The American Academy of Pediatrics says that babies can't fully control bladder or bowel movements until they're about 18 months old. So, the ideal age to begin toilet training is around then -- but it's important for children to be ready for it, and every child is different. The child must be able to understand what the toilet is, verbally communicate her needs and physically get herself to the toilet. Otherwise, there's just too much stress on parent and child -- and too much opportunity for failure [source: AAP].
The infant potty training community, of course, begs to differ. Babies aren't uncommunicative blobs, they say, and they have more control over bodily functions than the medical establishment thinks.
Although the sides disagree on what age is best, they both recognize that the current trend toward later potty training is not a positive one. The age of toilet training initiation steadily increased through the 20th century, largely because it's so easy to use disposable diapers. Now, the average age is around 3 [source: Contemporary Pediatrics], even though the AAP recommends about 18 months. Dr. Barton D. Schmitt, writing for Contemporary Pediatrics magazine, asked, "Has the pendulum swung too far?"

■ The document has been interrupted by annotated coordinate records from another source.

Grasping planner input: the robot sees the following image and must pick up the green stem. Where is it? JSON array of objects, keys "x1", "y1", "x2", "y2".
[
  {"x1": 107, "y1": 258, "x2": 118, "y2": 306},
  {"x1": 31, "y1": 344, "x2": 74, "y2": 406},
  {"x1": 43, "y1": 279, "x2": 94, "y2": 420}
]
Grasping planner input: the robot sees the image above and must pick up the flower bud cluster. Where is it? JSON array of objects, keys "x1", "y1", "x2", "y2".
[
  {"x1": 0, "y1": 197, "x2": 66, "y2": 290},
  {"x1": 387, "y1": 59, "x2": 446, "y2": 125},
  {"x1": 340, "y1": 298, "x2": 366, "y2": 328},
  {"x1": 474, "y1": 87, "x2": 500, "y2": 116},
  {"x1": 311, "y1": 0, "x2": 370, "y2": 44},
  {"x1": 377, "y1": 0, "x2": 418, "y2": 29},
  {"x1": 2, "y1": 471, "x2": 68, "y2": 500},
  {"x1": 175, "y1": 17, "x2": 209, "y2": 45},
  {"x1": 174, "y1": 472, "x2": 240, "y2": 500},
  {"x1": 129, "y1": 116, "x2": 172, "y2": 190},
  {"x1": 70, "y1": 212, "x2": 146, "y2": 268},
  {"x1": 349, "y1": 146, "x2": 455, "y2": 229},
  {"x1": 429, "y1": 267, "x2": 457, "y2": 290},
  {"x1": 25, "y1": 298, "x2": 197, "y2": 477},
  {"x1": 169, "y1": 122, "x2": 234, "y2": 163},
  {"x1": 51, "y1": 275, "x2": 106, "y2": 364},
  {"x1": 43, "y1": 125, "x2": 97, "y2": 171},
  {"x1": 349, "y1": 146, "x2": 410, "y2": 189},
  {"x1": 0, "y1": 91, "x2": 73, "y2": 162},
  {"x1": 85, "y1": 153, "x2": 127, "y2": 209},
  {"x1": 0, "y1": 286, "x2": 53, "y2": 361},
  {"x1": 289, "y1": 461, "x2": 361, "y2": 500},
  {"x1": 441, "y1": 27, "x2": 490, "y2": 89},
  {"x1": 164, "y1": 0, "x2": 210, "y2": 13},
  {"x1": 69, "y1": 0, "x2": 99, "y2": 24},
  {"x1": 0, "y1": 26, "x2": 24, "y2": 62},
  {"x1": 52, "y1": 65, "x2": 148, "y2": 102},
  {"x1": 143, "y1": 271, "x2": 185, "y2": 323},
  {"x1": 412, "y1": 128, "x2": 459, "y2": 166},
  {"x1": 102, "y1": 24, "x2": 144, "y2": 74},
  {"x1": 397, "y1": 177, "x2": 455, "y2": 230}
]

Toilet training methods have changed quite a bit in the past century, too. In the early 1900s it was a fairly strict, punishment-based process. But the psychiatric community, led by Sigmund Freud, started questioning the psychological impact of using punitive techniques in toilet training. Now, parents are encouraged to make it fun for the child, staying positive and offering rewards for using the toilet.
Obviously, parents need to consider many factors when thinking about trying elimination communication. It takes a lot of time and patience, to be sure, but more time and patience than changing diapers for three years? Only you can be the judge.